The work shows a sign on an art gallery door with the following text:
ART GALLERY CLOSED
SUNDAY
MONDAY
TUESDAY
WEDNESDAY
THURSDAY
ADMISSION £17.50
Artist Patrick Brill better known as Bob and Roberta Smith, currently lives and works in London. He is known for artwork that incorporates text - often commenting on art, politics, or popular culture in his unique, brightly colored lettering style on banners and discarded boards of wood. He became a Tate Trustee in 2009.
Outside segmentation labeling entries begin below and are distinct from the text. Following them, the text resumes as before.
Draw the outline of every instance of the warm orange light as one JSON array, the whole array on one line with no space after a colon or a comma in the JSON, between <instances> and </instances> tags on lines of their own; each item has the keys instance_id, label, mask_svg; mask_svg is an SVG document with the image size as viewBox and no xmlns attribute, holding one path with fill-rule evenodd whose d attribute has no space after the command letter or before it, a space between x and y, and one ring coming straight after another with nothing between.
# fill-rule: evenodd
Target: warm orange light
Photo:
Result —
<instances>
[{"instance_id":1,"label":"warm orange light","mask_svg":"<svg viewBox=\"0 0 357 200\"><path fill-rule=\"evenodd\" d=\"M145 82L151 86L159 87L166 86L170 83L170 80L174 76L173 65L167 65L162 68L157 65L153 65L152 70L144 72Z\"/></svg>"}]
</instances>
Two challenging new works by artist Mark Titchner are also unveiled today across two UK cities as part of the campaign. The Turner Prize nominated artists work uses direct language in strong political graphic forms. His lead artwork demands DONT LET THEM DESTROY ANOTHER BRITISH INDUSTRY! tying the debate on cuts to the arts to other vital large-scale industries currently and previously under threat. The striking graphic works will be visible on a quarter of all available official city poster sites across Birmingham from 12 October to 26 October courtesy of Eastside Projects, an artist-run public gallery in the centre of Birmingham. Titchner has purposefully pitched the phrase in a city where cuts to major industries over the past decade have had dramatic impact.
25,000 flyers baring the slogan will also be handed out at Frieze Art Fair in Regents Park this week alongside two billboards featuring Titchners Dont Let Them Destroy image and his second work, which, with painful honesty, pleads Cut Us, Dont Kill Us. This will also be placed on the 6x3m billboard on the front façade of Eastside Projects. The artist is also developing a wishing machine to protect the arts organisation for the foreseeable future and which will also be installed on the public façade.
Each week the work of a different artist, created in response to the campaign, is being released. The campaign was launched 10 September with a new video by David Shrigley and a campaign poster by Jeremy Deller, Scott King and William Morris. This was followed by new works by Mark Wallinger, Yinka Shonibare and Cornelia Parker.
Supporters of the artists campaign are being asked to sign a petition which will be sent to the Culture Secretary, Jeremy Hunt. It points out that it has taken 50 years to create a vibrant arts culture in Britain that is the envy of the world and appeals to the government not to slash arts funding and risk destroying this long-term achievement and the social and economic benefits it brings to all.
The artists acknowledge that reasonable cuts and efficiencies are necessary but they fear that the 25% cuts being proposed will destroy much of what has been achieved and will have a particularly damaging impact on national and regional museums and their collections.
The campaign is being organised by the London branch of a national consortium of over 2,000 arts organisations and artists dedicated to working together and finding new ways to support the arts in the UK.